The normal variations in the levels of maternal Thyroid Hormones (THs) throughout gestation are required for the normal development [1-60], in particular the metabolic homeostasis [60-62]. On the other hand, [63-75] classified the hyperthyroidism into three types as the following:
a. Thyrotoxicosis rising from the thyroid.
b. Overt hyperthyroidism is found when the concentration of the Thyroid-Stimulating Hormone (TSH) is in the normal range and the concentrations of the 3,5,3'-triiodothyronine (T3) and free or total Thyroxine (T4) are above the normal range.
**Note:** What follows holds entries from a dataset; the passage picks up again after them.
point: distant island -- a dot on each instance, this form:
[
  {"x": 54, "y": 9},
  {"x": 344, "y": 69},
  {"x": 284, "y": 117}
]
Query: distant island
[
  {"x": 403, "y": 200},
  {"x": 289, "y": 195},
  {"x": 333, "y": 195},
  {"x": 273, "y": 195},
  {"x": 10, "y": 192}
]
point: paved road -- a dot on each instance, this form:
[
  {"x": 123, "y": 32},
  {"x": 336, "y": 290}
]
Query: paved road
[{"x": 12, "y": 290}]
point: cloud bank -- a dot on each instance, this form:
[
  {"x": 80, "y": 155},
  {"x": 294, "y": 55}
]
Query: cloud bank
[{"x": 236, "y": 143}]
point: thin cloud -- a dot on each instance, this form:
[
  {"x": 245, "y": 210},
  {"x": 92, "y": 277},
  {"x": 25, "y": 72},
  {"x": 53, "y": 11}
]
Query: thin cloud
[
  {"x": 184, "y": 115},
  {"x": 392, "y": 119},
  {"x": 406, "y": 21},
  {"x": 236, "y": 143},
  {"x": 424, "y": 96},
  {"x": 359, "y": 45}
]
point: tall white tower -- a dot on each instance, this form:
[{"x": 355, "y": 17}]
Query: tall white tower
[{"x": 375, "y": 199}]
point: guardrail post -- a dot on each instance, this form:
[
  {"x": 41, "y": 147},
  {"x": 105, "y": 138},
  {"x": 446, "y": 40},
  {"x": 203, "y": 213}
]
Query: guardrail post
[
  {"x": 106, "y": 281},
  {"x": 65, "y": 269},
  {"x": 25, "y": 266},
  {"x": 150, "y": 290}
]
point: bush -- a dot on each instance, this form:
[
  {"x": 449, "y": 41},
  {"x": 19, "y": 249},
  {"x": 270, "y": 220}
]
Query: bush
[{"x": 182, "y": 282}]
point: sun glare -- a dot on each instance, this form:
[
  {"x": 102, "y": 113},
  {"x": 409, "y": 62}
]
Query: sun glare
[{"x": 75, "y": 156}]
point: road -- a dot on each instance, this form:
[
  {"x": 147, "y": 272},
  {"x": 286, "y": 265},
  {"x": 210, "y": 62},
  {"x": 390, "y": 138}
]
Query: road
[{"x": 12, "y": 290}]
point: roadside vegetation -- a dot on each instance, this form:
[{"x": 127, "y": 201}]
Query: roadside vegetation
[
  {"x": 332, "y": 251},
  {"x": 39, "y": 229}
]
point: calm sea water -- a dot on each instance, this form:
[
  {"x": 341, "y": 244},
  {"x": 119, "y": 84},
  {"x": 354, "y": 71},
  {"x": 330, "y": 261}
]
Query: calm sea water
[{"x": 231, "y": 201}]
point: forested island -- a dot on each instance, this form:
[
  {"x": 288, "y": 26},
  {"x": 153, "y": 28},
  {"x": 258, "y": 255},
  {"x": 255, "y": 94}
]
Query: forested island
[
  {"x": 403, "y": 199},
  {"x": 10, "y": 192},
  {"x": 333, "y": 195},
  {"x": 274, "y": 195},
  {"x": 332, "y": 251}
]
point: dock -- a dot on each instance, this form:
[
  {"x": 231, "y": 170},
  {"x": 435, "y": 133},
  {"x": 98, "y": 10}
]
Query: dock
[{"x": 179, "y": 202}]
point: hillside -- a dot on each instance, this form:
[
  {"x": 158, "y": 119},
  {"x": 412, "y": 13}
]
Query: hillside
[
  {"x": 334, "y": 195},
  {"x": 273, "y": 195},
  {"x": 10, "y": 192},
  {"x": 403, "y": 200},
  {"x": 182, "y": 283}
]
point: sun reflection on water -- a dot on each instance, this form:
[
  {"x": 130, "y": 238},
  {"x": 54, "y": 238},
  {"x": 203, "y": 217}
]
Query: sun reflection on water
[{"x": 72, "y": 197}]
c. Subclinical hyperthyroidism is found when the concentration of the TSH is under the normal range and the concentrations of the T3 and free or total T4 are in the normal range.
As well, Glinoer  and [77-83] revealed that the Human Chorionic Gonadotropin (HCG) can stimulate the TSH receptor and cause Gestational Transient Thyrotoxicosis (GTT). Other etiologies of thyrotoxicosis during gestation including the following:
a. Hyperthyroidism of trophoblastic disease or symptomatic hyperthyroidism [84-91];
b. Disturbances in the genomic duplication of monospermic or dispermic fertilization and damage in the maternal nuclear genome ;
c. Exogenous TH, thyroiditis, toxic adenoma, toxic multinodular goiter, and Graves' disease [93,94]. Hyperreflexia, anxiety, tachycardia, heat intolerance, goiter, lack of weight gain, and palpitations are the most symptoms and signs of gestational thyrotoxicosis [95,96]. The signs of Graves' disease are ophthalmopathy or the presence of a goiter [97,98]. In dissimilarity, the symptoms of GTT are related to the persistent vomiting of hyperemesis gravidarum [99,100].
On the other hand, number of examinations has revealed a relationship between the hyperthyroidism and an increase in the risk of pregnancy complications . These complications were including the congestive heart failure, pre-eclampsia, miscarriage, pre-term delivery, hypertension or postpartum thyroiditis (thyroid inflammation). Also, intrauterine growth restriction and failure in neonatal growth are also associated with the goiter formation and maternal hyperthyroidism. More importantly, the elevation in the transportation of maternal TSH Receptor AntiBodies (TRAb) through placenta and lactation to fetuses and neonates can cause fetal and neonatal Graves' disease . These disorders may delay the maternal and fetal outcomes. Thus, the prenatal care, antithyroid medications, and assessing TRAb levels at the late pregnancy may decrease these complications. Also, detection the nature and duration of the GTT symptoms may aid in the diagnostic decisions. Overall, the variations in the signs and symptoms of gestational hyperthyroidism make experimental studies essential.